Because the check is journal-derived, it covers every continue path — routed events, rejected emits, and plain continues — and survives context reloads.

Stall detection (event_loop.stall_iterations)

A loop that produces byte-identical output N iterations in a row is not converging; it's burning the rest of its iteration budget. Enable stall detection to stop early:

toml
[event_loop]
stall_iterations = 3

After stall_iterations consecutive identical backend outputs the run stops with reason stalled, journaling how many identical outputs were seen. Empty outputs never count (backend failures and timeouts already have their own stop reasons), and 0 (the default) disables the check.

Runtime budgets (event_loop.max_runtime, event_loop.max_iteration_runtime)

Iterations that wait on long-running workflows — a CI pipeline, PR review comments — can legitimately take hours or days. Two duration keys bound that time explicitly. Both accept duration strings ("45s", "90m", "12h", "3d", "1h30m") or bare millisecond integers:

toml
[event_loop]
max_iteration_runtime = "2d"   # per-iteration cap; overrides backend.timeout_ms
max_runtime = "5d"             # wall-clock budget for the whole loop

max_iteration_runtime replaces backend.timeout_ms as the per-iteration timeout when set (per-role backend_timeout_ms overrides and the branch-mode timeout clamp still apply). max_runtime stops the run with reason max_runtime once wall-clock time since the journaled loop.start reaches the budget, journaling elapsed_ms and max_runtime_ms. Each iteration's timeout is also clamped to the remaining loop budget, so a days-long iteration never overshoots the loop's budget; when that clamp is what fires, the run records max_runtime rather than backend_timeout.

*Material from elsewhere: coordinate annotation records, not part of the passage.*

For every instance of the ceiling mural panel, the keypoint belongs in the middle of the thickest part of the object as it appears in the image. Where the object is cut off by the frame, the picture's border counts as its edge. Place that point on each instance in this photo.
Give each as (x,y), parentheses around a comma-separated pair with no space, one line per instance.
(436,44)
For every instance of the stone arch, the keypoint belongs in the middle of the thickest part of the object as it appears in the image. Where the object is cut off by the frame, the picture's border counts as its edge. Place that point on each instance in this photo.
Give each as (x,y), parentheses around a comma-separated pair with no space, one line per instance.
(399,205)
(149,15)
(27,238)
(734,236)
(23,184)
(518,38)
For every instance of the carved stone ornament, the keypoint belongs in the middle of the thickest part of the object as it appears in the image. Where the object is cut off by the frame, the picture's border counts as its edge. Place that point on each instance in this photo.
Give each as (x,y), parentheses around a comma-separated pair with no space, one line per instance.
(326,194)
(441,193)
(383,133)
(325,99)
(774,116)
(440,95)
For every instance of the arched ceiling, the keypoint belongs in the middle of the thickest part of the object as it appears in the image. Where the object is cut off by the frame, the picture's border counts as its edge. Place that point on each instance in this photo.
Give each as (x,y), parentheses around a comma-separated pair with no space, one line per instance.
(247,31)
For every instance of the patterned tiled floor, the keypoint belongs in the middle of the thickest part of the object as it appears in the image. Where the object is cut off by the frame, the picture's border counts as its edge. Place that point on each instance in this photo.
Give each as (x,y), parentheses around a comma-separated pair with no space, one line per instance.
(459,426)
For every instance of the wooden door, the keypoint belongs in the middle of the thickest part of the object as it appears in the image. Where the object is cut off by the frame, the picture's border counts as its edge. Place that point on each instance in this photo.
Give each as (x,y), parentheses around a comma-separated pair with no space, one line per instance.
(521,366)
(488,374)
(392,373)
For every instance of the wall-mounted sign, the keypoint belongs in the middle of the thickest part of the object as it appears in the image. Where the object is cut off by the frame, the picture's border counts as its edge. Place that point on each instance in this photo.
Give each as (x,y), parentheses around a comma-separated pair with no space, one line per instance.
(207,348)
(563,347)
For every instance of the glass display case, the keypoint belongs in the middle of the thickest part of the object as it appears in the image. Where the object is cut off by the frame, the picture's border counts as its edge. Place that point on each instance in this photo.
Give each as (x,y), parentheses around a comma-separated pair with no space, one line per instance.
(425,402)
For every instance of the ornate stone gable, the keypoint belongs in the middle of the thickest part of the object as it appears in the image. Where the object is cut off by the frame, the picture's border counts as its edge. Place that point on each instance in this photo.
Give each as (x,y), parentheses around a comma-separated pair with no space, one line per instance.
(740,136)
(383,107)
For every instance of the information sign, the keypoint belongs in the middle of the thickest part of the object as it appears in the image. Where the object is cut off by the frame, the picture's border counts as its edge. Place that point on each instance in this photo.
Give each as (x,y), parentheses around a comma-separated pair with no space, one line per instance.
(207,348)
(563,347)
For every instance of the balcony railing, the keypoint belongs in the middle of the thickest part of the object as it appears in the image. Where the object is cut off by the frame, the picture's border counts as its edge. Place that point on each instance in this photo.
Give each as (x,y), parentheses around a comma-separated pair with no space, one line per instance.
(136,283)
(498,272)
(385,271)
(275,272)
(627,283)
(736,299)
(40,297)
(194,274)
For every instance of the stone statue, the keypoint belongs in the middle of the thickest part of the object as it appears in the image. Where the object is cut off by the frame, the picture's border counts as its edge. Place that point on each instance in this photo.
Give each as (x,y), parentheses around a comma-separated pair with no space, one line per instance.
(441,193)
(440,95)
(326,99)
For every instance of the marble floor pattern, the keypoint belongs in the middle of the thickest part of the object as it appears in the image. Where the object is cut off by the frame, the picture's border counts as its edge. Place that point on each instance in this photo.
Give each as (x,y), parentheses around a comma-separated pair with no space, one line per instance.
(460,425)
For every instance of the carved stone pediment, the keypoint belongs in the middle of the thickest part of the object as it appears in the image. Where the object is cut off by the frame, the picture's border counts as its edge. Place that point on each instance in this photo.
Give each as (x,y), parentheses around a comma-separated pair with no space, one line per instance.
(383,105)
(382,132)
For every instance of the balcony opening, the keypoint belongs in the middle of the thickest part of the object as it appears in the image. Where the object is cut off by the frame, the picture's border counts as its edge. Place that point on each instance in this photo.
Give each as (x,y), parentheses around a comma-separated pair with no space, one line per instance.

Like the cost and stall guards, the check is journal-derived (the loop.start timestamp), so it covers every continue path and survives context reloads. 0 (the default) disables either key; values are capped at ~24.8 days (the Node timer limit), and autoloop doctor warns on unparseable values or an iteration cap that exceeds the loop budget.

Inspecting usage

bash
autoloop inspect usage              # per-iteration tokens + cost for the latest run
autoloop inspect usage --run <id>   # a specific run
autoloop inspect usage --json       # machine-readable

autoloop stats

Cross-run analytics grouped by preset, derived from the registry plus journaled usage:

bash
autoloop stats            # table: runs, success rate, avg iterations/duration, cost
autoloop stats --json     # machine-readable

Use it to answer "which presets actually finish, how long do they take, and what do they cost" before reaching for a single run's journal.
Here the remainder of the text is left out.